L’organisation antifasciste d’extrême gauche était sous le feu des polémiques après la mort du militant d’extrême droite, Quentin Deranque, à Lyon en février dernier.
Le Conseil d’État vient de rejeter, ce jeudi, le recours formé par La Jeune Garde et confirme la dissolution de l’organisation antifasciste et d’extrême gauche lyonnaise créée par Raphaël Arnault, député LFI. Lui comme son mouvement, dissous le 12 juin 2025 par le ministre de l’Intérieur de l’époque Bruno Retailleau, sont sous le feu des critiques depuis la mort du militant d’extrême droite, Quentin Deranque, le 12 février dernier.
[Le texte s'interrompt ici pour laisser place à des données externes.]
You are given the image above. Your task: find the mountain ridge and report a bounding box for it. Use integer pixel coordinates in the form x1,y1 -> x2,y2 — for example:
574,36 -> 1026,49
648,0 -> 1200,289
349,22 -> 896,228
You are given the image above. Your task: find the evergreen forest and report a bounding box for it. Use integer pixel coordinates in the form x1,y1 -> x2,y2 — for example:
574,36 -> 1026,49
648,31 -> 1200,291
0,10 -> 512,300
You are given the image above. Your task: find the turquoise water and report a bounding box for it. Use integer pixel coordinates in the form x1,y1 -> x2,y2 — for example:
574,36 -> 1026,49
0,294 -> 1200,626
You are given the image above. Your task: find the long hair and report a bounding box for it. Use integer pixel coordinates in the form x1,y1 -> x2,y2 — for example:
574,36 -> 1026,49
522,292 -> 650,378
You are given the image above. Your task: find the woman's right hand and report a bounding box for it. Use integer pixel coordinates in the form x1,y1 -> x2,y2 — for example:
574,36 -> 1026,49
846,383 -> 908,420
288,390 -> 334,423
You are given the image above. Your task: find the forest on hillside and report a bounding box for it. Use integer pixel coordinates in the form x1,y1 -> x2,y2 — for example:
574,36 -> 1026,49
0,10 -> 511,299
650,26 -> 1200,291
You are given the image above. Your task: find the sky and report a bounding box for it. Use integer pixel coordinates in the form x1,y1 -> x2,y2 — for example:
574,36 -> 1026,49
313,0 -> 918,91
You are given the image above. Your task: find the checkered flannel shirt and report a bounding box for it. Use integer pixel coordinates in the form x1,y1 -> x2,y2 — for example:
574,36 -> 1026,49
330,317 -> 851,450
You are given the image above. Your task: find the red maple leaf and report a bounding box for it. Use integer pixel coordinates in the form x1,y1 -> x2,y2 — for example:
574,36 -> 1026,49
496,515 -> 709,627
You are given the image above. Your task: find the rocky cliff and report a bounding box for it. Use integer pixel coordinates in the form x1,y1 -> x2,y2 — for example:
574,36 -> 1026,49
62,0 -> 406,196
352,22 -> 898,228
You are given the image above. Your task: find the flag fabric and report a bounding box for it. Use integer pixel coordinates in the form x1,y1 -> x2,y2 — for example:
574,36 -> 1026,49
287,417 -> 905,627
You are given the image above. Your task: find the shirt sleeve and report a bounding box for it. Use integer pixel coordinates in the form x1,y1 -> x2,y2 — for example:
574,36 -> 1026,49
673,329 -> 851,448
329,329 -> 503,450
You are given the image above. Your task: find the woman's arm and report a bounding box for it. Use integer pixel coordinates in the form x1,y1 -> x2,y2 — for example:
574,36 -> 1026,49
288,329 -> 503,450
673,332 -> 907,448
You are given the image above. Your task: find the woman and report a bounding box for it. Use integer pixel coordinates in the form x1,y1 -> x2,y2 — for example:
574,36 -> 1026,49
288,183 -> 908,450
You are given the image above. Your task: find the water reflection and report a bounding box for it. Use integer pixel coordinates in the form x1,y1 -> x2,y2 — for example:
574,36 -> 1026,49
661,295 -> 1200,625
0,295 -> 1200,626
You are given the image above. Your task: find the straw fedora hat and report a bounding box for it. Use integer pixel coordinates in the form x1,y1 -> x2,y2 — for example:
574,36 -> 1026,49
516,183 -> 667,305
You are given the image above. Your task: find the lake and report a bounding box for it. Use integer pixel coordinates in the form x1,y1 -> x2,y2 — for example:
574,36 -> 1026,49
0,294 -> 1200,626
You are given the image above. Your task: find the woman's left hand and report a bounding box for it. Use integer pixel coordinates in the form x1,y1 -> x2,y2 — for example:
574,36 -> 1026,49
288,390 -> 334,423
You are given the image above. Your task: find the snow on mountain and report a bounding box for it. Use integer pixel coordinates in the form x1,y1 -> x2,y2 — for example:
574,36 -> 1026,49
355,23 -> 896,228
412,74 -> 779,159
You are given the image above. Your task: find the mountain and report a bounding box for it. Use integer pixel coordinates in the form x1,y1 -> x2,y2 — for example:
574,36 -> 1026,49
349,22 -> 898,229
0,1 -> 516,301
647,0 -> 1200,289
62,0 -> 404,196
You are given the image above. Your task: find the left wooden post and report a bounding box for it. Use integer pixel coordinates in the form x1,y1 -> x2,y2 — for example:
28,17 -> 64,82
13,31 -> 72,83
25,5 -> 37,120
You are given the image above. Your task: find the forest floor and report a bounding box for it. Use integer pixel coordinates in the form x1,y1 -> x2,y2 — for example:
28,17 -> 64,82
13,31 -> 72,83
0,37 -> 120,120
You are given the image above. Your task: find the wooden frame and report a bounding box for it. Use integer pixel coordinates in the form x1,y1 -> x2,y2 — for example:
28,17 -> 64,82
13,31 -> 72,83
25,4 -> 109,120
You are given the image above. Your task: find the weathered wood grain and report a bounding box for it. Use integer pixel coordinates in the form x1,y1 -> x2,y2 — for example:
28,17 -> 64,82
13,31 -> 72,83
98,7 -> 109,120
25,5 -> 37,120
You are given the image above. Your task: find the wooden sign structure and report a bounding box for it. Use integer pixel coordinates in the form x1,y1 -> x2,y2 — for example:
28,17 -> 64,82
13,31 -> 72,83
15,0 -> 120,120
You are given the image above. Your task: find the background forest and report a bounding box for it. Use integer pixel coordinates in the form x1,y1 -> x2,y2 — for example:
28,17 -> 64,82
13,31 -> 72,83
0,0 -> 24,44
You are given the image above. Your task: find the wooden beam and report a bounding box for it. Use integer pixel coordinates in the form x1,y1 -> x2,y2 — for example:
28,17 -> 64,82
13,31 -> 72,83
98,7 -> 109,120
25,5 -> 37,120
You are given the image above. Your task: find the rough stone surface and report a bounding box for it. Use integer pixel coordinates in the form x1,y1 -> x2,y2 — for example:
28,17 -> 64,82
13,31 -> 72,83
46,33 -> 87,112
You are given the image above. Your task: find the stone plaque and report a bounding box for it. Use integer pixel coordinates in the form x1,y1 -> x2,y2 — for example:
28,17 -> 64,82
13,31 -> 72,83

Au cœur du dossier deux points de droit : « Les provocations à des agissements violents à l’encontre des personnes et des biens » et « la proportionnalité » de la mesure de dissolution.
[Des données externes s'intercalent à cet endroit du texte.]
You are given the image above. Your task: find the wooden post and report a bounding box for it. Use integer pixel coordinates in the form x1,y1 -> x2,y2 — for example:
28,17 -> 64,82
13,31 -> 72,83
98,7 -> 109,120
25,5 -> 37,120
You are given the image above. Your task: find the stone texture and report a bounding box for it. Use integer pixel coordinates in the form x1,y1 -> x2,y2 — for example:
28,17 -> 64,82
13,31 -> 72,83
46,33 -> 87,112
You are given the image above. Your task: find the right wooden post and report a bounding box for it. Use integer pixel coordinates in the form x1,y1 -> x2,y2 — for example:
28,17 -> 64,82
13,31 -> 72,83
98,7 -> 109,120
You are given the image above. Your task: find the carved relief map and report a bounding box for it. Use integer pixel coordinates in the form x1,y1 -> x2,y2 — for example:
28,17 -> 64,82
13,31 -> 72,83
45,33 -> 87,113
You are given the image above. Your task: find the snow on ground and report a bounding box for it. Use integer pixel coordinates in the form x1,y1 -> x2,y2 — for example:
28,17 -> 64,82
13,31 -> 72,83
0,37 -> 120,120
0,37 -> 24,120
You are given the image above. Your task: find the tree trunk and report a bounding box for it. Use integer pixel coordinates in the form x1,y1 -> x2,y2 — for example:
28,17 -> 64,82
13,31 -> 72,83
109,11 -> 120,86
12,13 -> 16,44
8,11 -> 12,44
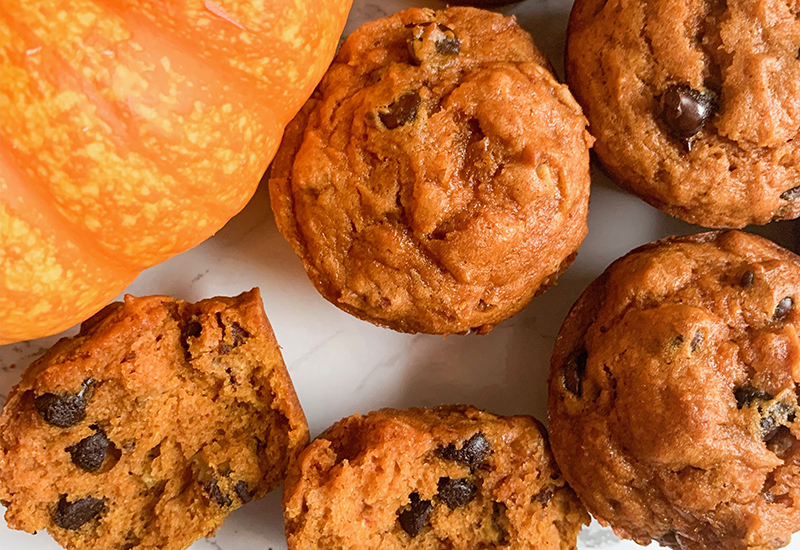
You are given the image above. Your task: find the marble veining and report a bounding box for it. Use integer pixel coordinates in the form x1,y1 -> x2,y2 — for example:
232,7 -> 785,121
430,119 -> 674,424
0,0 -> 800,550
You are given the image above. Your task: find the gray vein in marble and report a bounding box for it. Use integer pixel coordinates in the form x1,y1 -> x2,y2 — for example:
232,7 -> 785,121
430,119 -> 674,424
289,330 -> 342,371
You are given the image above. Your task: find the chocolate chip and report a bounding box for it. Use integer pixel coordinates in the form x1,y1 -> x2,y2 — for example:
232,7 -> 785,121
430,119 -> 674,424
772,296 -> 794,321
203,478 -> 233,506
397,493 -> 433,537
689,329 -> 706,353
233,481 -> 253,504
531,489 -> 553,506
781,185 -> 800,201
437,477 -> 478,510
733,386 -> 774,409
561,350 -> 589,397
758,401 -> 795,443
438,432 -> 491,470
217,322 -> 250,355
67,429 -> 109,472
434,23 -> 461,55
53,495 -> 106,531
765,426 -> 794,459
34,378 -> 96,428
661,84 -> 715,139
656,531 -> 680,548
378,92 -> 422,130
408,23 -> 461,65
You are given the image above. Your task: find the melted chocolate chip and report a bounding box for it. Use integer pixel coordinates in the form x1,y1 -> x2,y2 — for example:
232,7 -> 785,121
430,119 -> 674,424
772,296 -> 794,321
531,489 -> 553,506
397,493 -> 433,537
203,478 -> 233,506
67,429 -> 109,472
53,495 -> 106,531
437,477 -> 478,510
438,432 -> 491,470
781,185 -> 800,201
758,401 -> 795,443
561,350 -> 589,397
378,92 -> 422,130
434,23 -> 461,55
233,481 -> 253,504
656,531 -> 680,548
34,378 -> 96,428
689,329 -> 706,353
661,84 -> 715,139
733,386 -> 774,409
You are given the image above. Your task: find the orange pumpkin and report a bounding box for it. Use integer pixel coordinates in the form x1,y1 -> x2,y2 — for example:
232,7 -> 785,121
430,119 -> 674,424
0,0 -> 352,343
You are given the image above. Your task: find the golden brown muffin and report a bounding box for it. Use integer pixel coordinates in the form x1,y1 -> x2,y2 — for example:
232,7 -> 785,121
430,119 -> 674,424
0,289 -> 308,550
283,406 -> 589,550
269,8 -> 592,334
549,231 -> 800,550
566,0 -> 800,227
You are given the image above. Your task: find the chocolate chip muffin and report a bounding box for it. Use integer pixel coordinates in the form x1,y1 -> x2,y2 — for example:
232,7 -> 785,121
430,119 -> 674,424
566,0 -> 800,227
0,289 -> 308,550
283,406 -> 589,550
549,231 -> 800,550
269,8 -> 592,334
Dans sa décision, le Conseil d’Etat rappelle que ce mouvement «rendait ainsi compte sur les réseaux sociaux d’actions qu’il dénommait « quadrillage » de quartiers, comme à Paris en 2024. Il se mettait également régulièrement en scène, ainsi qu’il l’a fait dans une vidéo tournée à Lyon en 2024 pour les six ans du groupement, en réunissant des jeunes gens, certains cagoulés, à des fins de propagande et de dissuasion». De plus, poursuit-il, «il ressort des pièces du dossier que le groupement organisait régulièrement, à la date de la décision attaquée, des formations qu’il appelait « d’auto-défense », visant à la préparation physique et mentale des membres du groupement à des affrontements violents».
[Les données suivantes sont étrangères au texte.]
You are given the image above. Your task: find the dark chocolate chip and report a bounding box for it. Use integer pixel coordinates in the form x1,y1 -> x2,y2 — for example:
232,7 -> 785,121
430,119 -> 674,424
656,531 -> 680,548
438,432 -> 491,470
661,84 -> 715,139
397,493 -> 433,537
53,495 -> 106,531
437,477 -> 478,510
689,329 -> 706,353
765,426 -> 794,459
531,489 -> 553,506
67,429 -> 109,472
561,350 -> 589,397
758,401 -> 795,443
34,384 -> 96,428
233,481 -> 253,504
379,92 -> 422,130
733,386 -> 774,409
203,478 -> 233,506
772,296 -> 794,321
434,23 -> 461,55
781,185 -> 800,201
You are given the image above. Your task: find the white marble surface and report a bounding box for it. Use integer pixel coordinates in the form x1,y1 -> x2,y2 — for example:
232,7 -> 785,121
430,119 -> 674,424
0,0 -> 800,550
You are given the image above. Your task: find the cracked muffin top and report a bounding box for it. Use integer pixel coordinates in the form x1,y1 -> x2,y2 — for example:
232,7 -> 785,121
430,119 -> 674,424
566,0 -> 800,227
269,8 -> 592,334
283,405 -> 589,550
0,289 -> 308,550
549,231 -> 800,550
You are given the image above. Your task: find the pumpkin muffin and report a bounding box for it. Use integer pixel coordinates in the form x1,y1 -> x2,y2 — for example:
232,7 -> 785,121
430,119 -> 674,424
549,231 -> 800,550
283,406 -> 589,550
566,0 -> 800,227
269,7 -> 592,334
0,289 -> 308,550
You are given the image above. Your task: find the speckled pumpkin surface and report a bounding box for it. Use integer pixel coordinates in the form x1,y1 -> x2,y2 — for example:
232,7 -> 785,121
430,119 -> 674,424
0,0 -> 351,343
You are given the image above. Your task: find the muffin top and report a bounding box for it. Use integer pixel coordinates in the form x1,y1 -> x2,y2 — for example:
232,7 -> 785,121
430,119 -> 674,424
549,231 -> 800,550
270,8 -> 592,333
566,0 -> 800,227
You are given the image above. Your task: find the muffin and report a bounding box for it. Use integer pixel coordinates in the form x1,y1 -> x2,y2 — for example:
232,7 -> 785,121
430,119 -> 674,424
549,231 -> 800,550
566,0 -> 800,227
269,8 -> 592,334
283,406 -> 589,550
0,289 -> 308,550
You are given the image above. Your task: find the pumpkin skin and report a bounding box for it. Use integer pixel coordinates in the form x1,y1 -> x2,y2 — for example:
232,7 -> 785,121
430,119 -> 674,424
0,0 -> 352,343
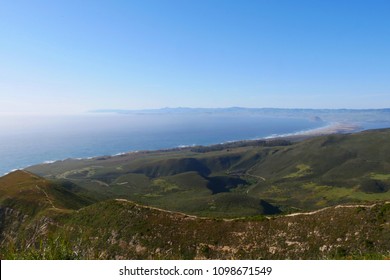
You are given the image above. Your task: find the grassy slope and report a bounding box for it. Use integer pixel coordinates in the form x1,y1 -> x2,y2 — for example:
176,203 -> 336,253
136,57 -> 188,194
25,129 -> 390,216
3,200 -> 390,259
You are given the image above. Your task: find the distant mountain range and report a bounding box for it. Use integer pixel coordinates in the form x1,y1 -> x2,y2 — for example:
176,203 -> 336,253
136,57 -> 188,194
90,107 -> 390,122
0,129 -> 390,259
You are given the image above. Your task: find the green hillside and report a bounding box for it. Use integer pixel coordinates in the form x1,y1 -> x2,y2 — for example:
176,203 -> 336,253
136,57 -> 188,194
28,129 -> 390,214
0,129 -> 390,259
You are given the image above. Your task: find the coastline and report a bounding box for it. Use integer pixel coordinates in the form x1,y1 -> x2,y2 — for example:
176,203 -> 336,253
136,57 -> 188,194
264,122 -> 362,141
1,122 -> 362,176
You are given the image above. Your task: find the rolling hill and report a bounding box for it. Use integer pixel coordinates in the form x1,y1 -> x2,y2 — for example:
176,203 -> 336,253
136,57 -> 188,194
0,129 -> 390,259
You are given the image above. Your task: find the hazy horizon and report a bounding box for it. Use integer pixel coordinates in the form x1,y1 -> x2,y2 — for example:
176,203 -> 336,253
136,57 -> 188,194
0,0 -> 390,115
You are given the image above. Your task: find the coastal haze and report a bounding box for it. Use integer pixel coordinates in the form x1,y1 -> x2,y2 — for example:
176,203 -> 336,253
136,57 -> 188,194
0,0 -> 390,262
0,108 -> 390,174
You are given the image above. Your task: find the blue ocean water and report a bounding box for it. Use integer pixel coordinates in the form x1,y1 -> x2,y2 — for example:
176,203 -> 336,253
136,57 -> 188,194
0,114 -> 368,175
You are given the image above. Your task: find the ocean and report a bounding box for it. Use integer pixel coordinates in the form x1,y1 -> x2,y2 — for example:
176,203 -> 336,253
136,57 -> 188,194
0,114 -> 384,174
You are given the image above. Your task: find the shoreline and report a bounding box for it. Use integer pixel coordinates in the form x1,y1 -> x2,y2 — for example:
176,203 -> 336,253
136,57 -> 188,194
263,122 -> 362,141
1,122 -> 362,176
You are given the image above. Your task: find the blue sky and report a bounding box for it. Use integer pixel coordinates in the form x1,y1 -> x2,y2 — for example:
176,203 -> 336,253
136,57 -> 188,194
0,0 -> 390,113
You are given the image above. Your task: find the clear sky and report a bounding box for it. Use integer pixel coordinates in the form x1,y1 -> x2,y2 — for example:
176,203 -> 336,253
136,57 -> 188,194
0,0 -> 390,113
Aussi, reconnaît-il, «l’existence d’une stratégie d’intimidation, visant non pas seulement à combattre l’expression publique de militants d’extrême droite, mais à inciter ses propres membres à exclure physiquement de l’espace public toutes les personnes considérées comme « fascistes » par le groupement».
Par ailleurs, il confirme que «le groupement requérant avait, tant par ses soutiens explicites à des comptes tiers que par son absence caractérisée de réaction à leurs contenus, provoqué à la commission d’agissements violents contre des personnes».
Enfin, «il ressort (….) des pièces du dossier que ses membres prenaient souvent l’initiative de l’utilisation de la violence dans l’espace public, sans que, à la date du décret attaqué, le groupement ait condamné de telles actions», reconnaît le Conseil d’État.
À l’audience, Paul Mathonnet, l’avocat de l’association, qui avait affirmé que cette dernière «n’était pas un groupuscule secret et autonome, (…) mais un mouvement social de terrain», avait insisté sur la difficulté pour ces mouvements de modérer par eux-mêmes les contenus de tiers. Il n’aura pas été entendu par les sages du Palais royal qui rappellent chacun à leurs responsabilités.